鎮痛薬や鎮静薬を使用された場合には、検査当日の車両の運転を控えてください。検査後、便に少量血が混じることがあります。出血量が多くて止まりづらい場合や痛みが続く場合には、検査をした医療機関へすぐに連絡してください。

生理中でも検査は受けられるかどうか心配な方もいると思いますが、生理中でも全く問題なく検査が受けられます。妊娠中、または妊娠の可能性のある方は、母子への刺激になるため控えたほうが良いでしょう。

授乳中の方は、内視鏡検査を受診することはできます。しかし、検査に使用する薬剤によって乳児へ影響が出る可能性はあるため、検査後一定時間は授乳できなくなります。

不明点があれば担当医へ相談してください。

大腸カメラはどのくらい費用がかかるの?

大腸カメラ(観察のみ)では3割負担で6,000円程度です。しかし、病変が疑われて組織検査(生検)を行った際には、3割負担で1−2万円程度になります。

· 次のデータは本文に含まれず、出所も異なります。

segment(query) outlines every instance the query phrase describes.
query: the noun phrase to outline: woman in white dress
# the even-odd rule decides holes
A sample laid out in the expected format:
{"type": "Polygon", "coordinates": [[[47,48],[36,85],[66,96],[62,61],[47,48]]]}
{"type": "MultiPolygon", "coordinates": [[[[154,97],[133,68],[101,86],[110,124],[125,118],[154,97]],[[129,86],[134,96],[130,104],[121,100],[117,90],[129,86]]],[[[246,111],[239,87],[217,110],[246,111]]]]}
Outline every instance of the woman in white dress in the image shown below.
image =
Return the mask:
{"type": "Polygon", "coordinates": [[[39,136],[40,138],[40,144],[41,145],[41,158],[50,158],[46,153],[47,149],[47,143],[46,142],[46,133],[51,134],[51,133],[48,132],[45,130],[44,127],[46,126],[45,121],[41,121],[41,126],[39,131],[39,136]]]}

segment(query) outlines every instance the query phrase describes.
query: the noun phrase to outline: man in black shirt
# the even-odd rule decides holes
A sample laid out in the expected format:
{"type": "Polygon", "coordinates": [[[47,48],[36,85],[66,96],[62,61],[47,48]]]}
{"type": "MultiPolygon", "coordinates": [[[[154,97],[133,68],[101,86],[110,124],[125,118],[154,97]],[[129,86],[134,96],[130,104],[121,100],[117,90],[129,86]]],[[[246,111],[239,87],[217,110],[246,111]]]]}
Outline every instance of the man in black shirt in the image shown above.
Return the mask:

なお、これらに診察や薬剤などの費用も加わると負担分は変わってきます。人間ドックなどの自費診療では、施設によって変わりますので事前に確認しましょう。

まとめ

大腸カメラについて、検査の流れを中心に説明しましたが、理解が深まりましたでしょうか?

大腸カメラは、大腸がんをはじめ大腸疾患の診断や治療には欠かせない検査です。施設によって異なる点もあると思いますので、ご不明な点は、事前に担当医またはスタッフへ確認していただければと思います。